The other winners from Africa have been South Africans J M Coetzee (1983 and 1999) for Life and Times of Michael K and The Disgrace respectively, and Nadine Gordimer (1974) for The Conservationist. The other African was Nigerian Ben Okri in 1991 for The Famished Road.
Before his win, Galgut had been shortlisted twice, in 2003 and 2010.
The Promise set in South Africa during the country’s transition out of apartheid, explores the interconnected relationships between the members of a diminishing white family through the sequential lens of four funerals.
“The Promise astonished us from the outset as a penetrating and incredibly well-constructed account of a white South African family navigating the end of apartheid and its aftermath. On each reading we felt that the book grew. With an almost deceptive narrative economy, it offers moving insights into generational divides; meditates on what makes a fulfilling life—and how to process death; and explores the capacious metaphorical implications of “promise” in relation to modern South Africa,” said Maya Jasanoff, chair of the 2021 judges.

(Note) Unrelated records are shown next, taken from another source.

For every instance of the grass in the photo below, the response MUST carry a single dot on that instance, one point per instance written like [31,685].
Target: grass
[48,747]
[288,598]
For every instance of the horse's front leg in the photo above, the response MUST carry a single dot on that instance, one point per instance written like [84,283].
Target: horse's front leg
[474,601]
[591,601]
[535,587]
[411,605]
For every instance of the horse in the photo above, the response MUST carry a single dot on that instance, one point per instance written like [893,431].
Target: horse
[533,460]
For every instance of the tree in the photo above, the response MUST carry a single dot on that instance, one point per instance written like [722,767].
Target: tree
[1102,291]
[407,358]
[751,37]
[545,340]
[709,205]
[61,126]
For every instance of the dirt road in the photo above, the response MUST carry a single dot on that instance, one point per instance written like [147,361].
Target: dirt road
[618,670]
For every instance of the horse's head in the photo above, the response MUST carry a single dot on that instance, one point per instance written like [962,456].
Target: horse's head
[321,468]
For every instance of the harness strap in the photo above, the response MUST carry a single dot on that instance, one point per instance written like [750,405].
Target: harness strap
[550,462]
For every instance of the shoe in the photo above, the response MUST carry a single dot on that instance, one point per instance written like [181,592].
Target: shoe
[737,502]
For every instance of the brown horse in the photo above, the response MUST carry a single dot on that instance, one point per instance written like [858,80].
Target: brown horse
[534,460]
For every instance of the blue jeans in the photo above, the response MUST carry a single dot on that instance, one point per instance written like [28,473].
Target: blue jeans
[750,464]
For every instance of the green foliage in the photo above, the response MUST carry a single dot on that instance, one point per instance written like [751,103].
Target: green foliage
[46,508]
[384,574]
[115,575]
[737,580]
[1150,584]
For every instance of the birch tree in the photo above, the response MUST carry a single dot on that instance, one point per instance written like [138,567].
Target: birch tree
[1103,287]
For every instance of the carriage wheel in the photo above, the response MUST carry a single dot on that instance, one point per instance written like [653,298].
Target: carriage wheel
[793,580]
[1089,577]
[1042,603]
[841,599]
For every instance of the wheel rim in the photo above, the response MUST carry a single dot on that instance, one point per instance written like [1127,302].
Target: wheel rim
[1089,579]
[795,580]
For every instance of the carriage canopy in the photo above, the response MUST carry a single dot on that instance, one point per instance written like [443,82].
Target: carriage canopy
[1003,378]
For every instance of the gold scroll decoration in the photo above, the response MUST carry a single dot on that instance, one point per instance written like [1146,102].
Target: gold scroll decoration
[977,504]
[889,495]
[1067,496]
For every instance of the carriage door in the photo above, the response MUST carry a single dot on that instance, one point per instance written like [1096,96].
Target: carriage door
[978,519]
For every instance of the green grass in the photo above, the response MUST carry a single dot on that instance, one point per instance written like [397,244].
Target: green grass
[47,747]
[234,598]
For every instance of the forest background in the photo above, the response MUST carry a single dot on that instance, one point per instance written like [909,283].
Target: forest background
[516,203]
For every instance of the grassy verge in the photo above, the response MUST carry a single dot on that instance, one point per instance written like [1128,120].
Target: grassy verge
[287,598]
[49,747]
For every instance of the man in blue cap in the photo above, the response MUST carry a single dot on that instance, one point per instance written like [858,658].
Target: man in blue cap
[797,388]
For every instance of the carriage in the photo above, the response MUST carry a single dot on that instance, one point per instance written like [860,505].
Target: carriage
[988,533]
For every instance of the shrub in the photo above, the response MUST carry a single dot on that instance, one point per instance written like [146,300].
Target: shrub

In an interview published on the Booker Prize website, and done when he was longlisted for the prize, Galgut said he came up with the style he uses in the book by chance.
He was asked: “Your narrator swoops in and out of characters’ consciousnesses, and there is a roving second person too – sometimes ‘you’ is the reader, sometimes it’s a character talking to another, sometimes a character talking to themselves. Can you describe how you came up with this technique?”
To which he replied: “By chance. I started the book in a far more traditional way, then I was offered a job writing a couple of drafts of a film script. I broke off from the novel to do that. But the conventions of cinema are very different from those of prose, and when I came back to the book I quickly saw how I might break the usual rules.
“I realised, in short, that the narrator could behave like a camera, moving in close and then suddenly pulling far back, jumping from one character to another in the middle of a scene (or even a sentence), or following some side-line of action that has nothing to do with plot. In film, the point-of-view jumps and changes all the time – why not in a novel?”